LinuxQuestions.org
Welcome to the most active Linux Forum on the web.
Go Back   LinuxQuestions.org > Forums > Non-*NIX Forums > Programming
User Name
Password
Programming This forum is for all programming questions.
The question does not have to be directly related to Linux and any language is fair game.

Notices

Reply
 
Search this Thread
Old 04-08-2013, 03:56 PM   #1
karthikbhuvanagiri
LQ Newbie
 
Registered: Mar 2013
Posts: 6

Rep: Reputation: Disabled
Group by and string concatenation


Hi,

I was trying to work on a file which had the following data format

Code:
1  hi
1  this
1  is
1  john
2  hello 
3  test
3  case
the expected output file is the below
Code:
1  hi, this, is, john
2  hello
3  test, case
Can anybody help me in writing a command ?
 
Old 04-08-2013, 05:34 PM   #2
PaBlO_r00t
LQ Newbie
 
Registered: Apr 2013
Posts: 4

Rep: Reputation: Disabled
Vamos allá:

while read clave; do línea=`grep -e "^$clave" fichero.txt | cut -d " " -f 2 | tr "\n" " "`; echo "$clave $linea">>fichero_output.txt; done < <( cut -d " " -f 1 fichero.txt | grep -v -e "^$" | uniq )
 
Old 04-08-2013, 05:42 PM   #3
karthikbhuvanagiri
LQ Newbie
 
Registered: Mar 2013
Posts: 6

Original Poster
Rep: Reputation: Disabled
Thanks for replying, but I couldnt get the command to work , I am getting `<(' unexpected, also could you please explain what exactly the command is doing ? I am a newbie in UNIX.

Thanks,
Karthik
 
Old 04-08-2013, 05:56 PM   #4
PaBlO_r00t
LQ Newbie
 
Registered: Apr 2013
Posts: 4

Rep: Reputation: Disabled
uffff sorry for my english:

1º) get the possible keys in the file (different numbers that appears in column 1)
cut -d " " -f 1 fichero.txt | grep -v -e "^$" | uniq

2º) ok, lets go to read them one by one with a loop:

while read clave; do ..... ; done < <( cut -d " " -f 1 fichero.txt | grep -v -e "^$" | uniq )

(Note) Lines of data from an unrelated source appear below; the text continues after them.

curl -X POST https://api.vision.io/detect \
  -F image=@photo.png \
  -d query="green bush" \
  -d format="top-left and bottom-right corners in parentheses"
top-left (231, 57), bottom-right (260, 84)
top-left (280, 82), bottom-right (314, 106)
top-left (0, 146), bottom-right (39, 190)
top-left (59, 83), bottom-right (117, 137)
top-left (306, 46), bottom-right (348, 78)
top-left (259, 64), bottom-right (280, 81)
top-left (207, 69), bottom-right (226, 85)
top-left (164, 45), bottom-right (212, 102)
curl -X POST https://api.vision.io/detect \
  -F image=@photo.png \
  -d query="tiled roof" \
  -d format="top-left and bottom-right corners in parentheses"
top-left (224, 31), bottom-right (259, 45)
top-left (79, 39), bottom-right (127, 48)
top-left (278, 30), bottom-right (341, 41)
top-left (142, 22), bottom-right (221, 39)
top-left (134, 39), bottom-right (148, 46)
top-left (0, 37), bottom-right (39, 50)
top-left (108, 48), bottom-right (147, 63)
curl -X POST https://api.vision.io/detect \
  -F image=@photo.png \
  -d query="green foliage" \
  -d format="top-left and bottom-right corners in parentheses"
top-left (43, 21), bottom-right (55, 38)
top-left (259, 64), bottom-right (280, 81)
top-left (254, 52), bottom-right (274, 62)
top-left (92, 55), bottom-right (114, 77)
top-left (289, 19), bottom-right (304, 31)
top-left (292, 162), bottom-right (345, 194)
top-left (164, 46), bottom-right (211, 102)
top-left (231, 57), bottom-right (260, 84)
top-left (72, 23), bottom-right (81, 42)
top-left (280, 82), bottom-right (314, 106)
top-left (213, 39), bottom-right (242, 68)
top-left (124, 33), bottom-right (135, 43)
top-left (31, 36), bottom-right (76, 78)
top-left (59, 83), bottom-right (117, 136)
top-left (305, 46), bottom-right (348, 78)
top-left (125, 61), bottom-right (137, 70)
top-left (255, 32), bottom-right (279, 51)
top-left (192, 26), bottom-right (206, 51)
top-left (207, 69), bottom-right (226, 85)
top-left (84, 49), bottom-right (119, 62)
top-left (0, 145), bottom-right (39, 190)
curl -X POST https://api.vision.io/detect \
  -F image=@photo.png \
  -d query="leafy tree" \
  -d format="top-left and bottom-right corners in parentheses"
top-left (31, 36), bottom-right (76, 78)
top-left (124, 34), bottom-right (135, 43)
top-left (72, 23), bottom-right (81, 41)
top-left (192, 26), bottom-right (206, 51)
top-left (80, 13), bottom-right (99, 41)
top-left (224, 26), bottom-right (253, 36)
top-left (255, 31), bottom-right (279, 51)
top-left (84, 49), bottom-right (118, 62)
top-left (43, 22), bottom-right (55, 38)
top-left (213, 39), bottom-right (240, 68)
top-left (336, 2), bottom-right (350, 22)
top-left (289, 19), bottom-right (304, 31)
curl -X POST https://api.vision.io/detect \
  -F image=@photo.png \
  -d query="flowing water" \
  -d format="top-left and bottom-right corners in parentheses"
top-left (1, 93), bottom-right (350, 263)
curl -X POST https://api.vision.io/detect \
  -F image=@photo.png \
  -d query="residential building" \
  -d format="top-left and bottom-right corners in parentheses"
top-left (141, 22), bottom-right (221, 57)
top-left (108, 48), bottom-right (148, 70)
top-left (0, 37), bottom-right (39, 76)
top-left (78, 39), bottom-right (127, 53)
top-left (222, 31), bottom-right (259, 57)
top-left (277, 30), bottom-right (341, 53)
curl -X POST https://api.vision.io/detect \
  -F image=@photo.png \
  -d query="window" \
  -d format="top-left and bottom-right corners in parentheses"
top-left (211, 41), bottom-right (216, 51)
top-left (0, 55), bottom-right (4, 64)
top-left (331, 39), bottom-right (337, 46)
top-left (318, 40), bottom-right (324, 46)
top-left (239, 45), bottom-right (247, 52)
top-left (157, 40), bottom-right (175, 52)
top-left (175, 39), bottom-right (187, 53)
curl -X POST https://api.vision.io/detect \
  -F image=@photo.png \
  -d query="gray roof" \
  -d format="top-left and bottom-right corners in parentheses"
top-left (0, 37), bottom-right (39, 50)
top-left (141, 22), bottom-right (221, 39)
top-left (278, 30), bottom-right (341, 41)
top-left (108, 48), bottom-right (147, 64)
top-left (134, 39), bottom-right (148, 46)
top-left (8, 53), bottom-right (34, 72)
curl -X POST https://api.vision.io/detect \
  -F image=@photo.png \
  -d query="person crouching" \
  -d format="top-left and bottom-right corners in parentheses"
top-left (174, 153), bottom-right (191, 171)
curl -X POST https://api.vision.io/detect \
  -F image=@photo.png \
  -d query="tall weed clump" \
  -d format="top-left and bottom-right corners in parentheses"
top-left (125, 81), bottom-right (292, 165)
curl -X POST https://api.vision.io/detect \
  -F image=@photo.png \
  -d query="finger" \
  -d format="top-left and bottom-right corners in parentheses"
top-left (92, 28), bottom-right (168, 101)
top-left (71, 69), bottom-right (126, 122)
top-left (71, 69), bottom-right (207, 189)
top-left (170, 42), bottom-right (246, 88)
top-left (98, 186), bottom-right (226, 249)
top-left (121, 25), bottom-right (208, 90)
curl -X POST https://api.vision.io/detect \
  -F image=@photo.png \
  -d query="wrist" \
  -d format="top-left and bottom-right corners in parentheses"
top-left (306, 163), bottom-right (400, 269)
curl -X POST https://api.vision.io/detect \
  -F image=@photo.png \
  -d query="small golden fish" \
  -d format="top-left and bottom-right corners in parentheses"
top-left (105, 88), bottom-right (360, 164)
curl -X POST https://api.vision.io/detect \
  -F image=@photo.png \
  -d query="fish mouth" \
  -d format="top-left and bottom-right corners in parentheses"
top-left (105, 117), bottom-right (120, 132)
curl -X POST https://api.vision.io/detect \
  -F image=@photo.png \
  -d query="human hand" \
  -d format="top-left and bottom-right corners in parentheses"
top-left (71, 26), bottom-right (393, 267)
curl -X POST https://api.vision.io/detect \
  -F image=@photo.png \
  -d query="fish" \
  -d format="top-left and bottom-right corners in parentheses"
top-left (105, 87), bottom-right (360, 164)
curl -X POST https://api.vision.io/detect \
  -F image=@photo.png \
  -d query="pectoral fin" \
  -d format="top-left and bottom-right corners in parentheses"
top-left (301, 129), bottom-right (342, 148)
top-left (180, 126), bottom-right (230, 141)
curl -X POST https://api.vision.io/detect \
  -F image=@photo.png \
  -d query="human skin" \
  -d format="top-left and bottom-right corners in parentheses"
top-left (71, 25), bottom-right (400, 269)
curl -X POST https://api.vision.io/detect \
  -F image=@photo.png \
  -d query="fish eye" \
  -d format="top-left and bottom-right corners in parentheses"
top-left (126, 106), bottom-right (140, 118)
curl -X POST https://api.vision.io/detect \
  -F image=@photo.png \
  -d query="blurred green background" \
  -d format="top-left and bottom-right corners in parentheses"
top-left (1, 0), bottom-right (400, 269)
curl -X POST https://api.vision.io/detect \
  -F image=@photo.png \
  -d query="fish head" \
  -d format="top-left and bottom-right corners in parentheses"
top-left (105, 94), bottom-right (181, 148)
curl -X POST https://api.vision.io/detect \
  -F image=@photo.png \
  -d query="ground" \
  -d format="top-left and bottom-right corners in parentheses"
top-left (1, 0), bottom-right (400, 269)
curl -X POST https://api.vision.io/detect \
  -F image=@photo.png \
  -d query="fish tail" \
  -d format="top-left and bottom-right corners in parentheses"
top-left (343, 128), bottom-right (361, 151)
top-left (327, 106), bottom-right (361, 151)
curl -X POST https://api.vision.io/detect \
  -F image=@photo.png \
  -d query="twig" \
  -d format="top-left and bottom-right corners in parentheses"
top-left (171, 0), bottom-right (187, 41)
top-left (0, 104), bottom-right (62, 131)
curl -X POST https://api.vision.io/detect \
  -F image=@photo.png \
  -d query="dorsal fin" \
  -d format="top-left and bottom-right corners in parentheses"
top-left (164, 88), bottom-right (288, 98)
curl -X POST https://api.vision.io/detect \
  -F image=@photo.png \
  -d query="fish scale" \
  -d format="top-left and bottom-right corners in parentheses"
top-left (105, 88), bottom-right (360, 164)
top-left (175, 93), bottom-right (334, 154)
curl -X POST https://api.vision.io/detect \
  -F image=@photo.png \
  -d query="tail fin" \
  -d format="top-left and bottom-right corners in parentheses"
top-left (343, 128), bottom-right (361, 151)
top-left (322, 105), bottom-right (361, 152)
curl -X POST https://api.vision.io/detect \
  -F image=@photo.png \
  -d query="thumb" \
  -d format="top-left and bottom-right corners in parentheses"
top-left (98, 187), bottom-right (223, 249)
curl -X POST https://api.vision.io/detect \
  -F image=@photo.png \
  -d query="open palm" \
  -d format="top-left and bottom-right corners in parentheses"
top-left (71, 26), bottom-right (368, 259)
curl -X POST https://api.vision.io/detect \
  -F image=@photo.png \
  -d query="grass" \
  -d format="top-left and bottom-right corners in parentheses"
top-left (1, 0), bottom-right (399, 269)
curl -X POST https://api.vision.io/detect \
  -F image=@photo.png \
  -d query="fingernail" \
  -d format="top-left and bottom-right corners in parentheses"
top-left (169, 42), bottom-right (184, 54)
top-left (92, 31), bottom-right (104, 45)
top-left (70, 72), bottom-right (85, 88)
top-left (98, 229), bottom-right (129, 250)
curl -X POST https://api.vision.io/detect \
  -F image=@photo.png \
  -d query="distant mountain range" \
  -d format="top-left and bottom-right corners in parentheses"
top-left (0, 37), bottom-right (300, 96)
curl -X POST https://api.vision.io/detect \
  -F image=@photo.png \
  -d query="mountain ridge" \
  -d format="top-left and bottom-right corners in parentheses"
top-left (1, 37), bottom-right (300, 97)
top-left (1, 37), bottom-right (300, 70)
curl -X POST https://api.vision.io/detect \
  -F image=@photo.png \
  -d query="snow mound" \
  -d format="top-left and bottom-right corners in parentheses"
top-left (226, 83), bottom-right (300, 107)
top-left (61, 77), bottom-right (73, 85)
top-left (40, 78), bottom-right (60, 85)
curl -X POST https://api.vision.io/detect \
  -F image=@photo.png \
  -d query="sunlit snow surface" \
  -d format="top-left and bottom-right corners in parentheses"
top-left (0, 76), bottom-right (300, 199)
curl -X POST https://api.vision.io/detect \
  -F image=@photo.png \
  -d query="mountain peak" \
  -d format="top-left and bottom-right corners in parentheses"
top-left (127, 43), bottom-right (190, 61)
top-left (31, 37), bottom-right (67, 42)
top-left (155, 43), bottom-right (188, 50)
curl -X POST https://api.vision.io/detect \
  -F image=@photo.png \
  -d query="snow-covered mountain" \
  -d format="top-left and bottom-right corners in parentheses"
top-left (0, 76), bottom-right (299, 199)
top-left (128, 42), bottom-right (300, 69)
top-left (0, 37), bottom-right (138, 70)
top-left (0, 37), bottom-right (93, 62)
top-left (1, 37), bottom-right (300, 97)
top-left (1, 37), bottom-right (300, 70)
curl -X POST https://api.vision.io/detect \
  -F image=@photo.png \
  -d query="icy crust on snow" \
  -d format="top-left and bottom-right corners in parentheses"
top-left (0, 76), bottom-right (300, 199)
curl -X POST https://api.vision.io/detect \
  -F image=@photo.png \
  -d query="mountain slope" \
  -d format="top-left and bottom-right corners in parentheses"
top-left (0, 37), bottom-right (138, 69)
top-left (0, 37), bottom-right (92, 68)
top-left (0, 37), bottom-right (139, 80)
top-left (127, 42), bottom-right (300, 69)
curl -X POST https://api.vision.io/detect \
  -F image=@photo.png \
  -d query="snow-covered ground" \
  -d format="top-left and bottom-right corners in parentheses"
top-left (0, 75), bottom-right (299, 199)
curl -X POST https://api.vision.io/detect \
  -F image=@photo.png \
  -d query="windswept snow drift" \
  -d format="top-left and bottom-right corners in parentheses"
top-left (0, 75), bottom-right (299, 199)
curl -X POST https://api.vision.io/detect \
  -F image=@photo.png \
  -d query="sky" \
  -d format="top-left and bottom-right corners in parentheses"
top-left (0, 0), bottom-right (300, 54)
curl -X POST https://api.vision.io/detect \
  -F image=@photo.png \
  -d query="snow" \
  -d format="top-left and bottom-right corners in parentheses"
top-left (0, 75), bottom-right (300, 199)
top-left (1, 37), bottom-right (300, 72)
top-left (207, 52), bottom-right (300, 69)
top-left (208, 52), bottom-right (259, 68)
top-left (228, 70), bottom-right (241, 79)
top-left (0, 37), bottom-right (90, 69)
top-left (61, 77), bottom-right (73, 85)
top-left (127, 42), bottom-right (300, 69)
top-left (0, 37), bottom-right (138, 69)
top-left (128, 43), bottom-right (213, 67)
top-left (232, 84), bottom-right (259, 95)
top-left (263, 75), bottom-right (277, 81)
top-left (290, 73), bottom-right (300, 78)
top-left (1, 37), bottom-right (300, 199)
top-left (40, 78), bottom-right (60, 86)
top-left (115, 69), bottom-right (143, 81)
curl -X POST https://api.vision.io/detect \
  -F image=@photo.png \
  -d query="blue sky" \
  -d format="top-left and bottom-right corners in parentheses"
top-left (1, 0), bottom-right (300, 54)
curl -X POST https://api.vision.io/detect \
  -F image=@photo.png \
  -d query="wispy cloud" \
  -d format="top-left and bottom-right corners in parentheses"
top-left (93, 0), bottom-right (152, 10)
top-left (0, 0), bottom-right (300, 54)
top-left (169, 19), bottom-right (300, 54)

3º) for each value of the key we find all the registers in the file that contains it and replace the carrier return with an space:

grep -e "^$clave" /tmp/fichero.txt | cut -d " " -f 2 | tr "\n" " "

and the result stores in a variable:

linea=`grep -e "^$clave" /tmp/fichero.txt | cut -d " " -f 2 | tr "\n" " "`

4º) then we have the key and the strings, finally put all together in the output file:

echo "$clave $linea">>fichero_output.txt
 
1 members found this post helpful.
Old 04-08-2013, 06:10 PM   #5
grail
Guru
 
Registered: Sep 2009
Location: Perth
Distribution: Manjaro
Posts: 7,442

Rep: Reputation: 1880Reputation: 1880Reputation: 1880Reputation: 1880Reputation: 1880Reputation: 1880Reputation: 1880Reputation: 1880Reputation: 1880Reputation: 1880Reputation: 1880
Well the previous answer looks a bit convoluted to me. Perhaps you can identify what language (bash, perl, awk) you know and / or were wanting to write this in?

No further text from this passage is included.